Bon, je vois que tu utilises les drivers 185.18.14, et si tu utilisais les derniers drivers (185.18.31) ?

As-tu fais un "env-update && source /etc/profile" avant le emerge des nvidia-drivers ? (c'est peut-être bête mais bon...sait-on jamais....)

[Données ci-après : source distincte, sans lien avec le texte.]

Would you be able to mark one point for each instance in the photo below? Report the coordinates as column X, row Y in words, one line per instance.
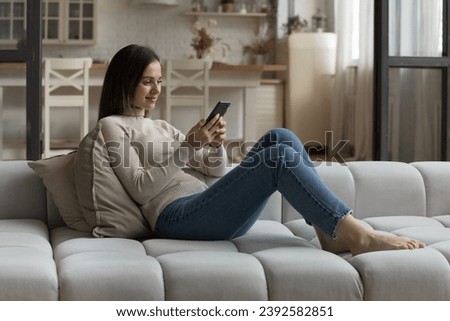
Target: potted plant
column 227, row 5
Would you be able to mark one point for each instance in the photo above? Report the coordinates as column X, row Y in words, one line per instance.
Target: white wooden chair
column 186, row 74
column 61, row 75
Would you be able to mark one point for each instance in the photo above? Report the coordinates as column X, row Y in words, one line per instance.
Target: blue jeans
column 228, row 209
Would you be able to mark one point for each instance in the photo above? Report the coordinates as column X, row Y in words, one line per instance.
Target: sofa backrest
column 22, row 193
column 375, row 188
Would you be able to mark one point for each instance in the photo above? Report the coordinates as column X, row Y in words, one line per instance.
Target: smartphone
column 220, row 108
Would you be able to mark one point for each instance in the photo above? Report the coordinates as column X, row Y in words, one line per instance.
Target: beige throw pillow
column 105, row 204
column 57, row 174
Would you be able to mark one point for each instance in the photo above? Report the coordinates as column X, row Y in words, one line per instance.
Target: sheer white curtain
column 360, row 117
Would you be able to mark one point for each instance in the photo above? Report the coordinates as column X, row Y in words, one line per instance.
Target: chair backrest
column 190, row 74
column 66, row 72
column 66, row 84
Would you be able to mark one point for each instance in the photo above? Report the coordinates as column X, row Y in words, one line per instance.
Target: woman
column 179, row 206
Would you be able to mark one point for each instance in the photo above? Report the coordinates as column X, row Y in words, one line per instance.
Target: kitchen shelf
column 226, row 14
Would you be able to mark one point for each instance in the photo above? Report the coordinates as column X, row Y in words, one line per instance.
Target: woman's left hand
column 213, row 133
column 220, row 133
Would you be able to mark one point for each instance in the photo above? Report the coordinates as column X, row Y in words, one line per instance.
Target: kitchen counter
column 239, row 82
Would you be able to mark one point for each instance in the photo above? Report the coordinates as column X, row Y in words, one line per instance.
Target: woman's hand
column 213, row 133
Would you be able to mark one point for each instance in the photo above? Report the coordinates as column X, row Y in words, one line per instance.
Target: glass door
column 411, row 80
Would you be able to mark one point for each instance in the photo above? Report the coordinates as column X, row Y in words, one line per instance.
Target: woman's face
column 149, row 87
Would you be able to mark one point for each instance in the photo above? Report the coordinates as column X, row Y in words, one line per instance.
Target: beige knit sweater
column 148, row 157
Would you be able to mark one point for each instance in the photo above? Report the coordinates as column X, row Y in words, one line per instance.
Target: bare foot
column 379, row 242
column 354, row 237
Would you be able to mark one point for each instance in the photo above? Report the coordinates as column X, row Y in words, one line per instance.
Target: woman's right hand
column 202, row 134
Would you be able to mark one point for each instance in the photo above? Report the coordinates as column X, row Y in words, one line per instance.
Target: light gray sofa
column 279, row 259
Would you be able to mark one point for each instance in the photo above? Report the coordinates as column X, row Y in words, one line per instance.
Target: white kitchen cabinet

Le ".config" correspond bien à la bonne version des sources du kernel ? (genre pas avoir  bêtement copié le ".config" du kernel 2.6.30 dans la source du 2.6.28  ?)

----------

## GentooUser@Clubic

Je dirais que quelque-chose a merdé ta variable KBUILD_OUTPUT

Tu as bien desinstallé ce noyau avec portage ?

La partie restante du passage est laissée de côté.